Saturday, 3 May 2014

Parallel Processing

Basics

Computations that use multi-processor computers and several
independent computers interconnected in some way, working together on a common task is called Parallel Computing. It is a form of computation in which many calculations are carried out simultaneously, operating on the principle that large problems can often be divided into smaller ones, which are then solved concurrently i.e in parallel. There are several different forms of parallel computing: bit-level, instruction level, data, and task parallelism. Parallel computing has become the dominant paradigm in computer architecture, mainly in the form of multi-core processors.
Main memory in a parallel computer is either shared memory or distributed memory. Distributed memory refers to the fact that the memory is logically distributed, but often implies that it is physically distributed as well.Accesses to local memory are typically faster than accesses to non-local memory.

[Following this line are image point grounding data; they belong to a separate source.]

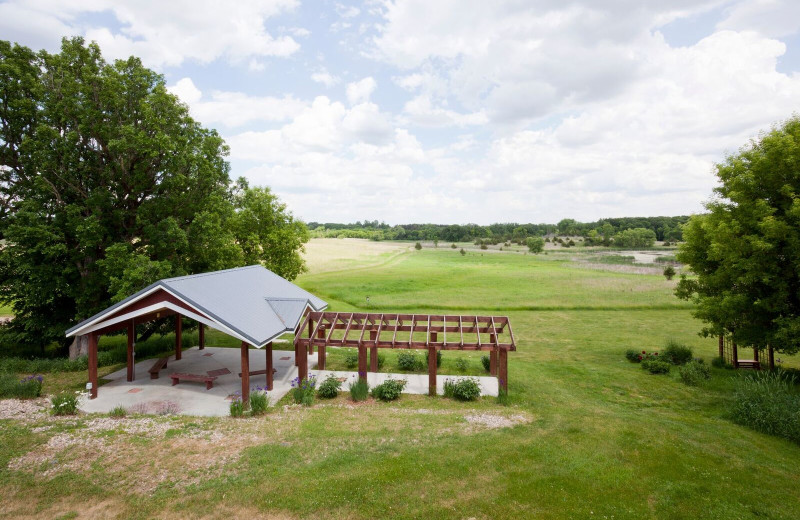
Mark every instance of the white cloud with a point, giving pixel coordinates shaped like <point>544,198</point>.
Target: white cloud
<point>360,91</point>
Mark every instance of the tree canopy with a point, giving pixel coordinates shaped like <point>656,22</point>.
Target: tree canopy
<point>745,252</point>
<point>107,184</point>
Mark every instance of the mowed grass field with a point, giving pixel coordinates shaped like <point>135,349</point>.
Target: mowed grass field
<point>593,437</point>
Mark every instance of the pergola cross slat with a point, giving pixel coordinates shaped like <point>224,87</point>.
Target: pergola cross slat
<point>467,328</point>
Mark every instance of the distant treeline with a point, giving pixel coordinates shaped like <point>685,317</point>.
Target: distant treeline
<point>601,232</point>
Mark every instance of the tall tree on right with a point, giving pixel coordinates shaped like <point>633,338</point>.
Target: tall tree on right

Which Parallelis is supported and why ?

Instruction-level parallelism (ILP) is supported by in some systems because
1. Multiple instructions from the same instruction stream can be executed
concurrently
2. Generated and managed by hardware (superscalar) or by compiler (VLIW)
3. Limited in practice by data and control dependences

Thread-level parallelism (TLP) is supported by in some systems because
1. Multiple threads or instruction sequences from the same application can be
executed concurrently
2. Generated by compiler/user and managed by compiler and hardware
3. Limited in practice by communication/synchronization overheads and by
algorithm characteristics

Granularity
In parallel computing, granularity is a qualitative measure of the ratio of computation to communication.
Fine-grain Parallelism:
1. Relatively small amounts of computational work are done between communication events.
2. Low computation to communication ratio
3. Facilitates load balancing
4. Implies high communication overhead and less opportunity for performance enhancement
If granularity is too fine it is possible that the overhead required for communications and synchronization between tasks takes longer than the computation.

Coarse-grain Parallelism:
1. Relatively large amounts of computational work are done between communication/synchronization events
2. High computation to communication ratio
3. Implies more opportunity for performance increase
4. Harder to load balance efficiently

Which is Best?
The most efficient granularity is dependent on the algorithm and the hardware environment in which it runs.In most cases the overhead associated with communications and synchronization is high relative to execution speed so it is advantageous to have coarse granularity.Fine-grain parallelism can help reduce overheads due to load imbalance.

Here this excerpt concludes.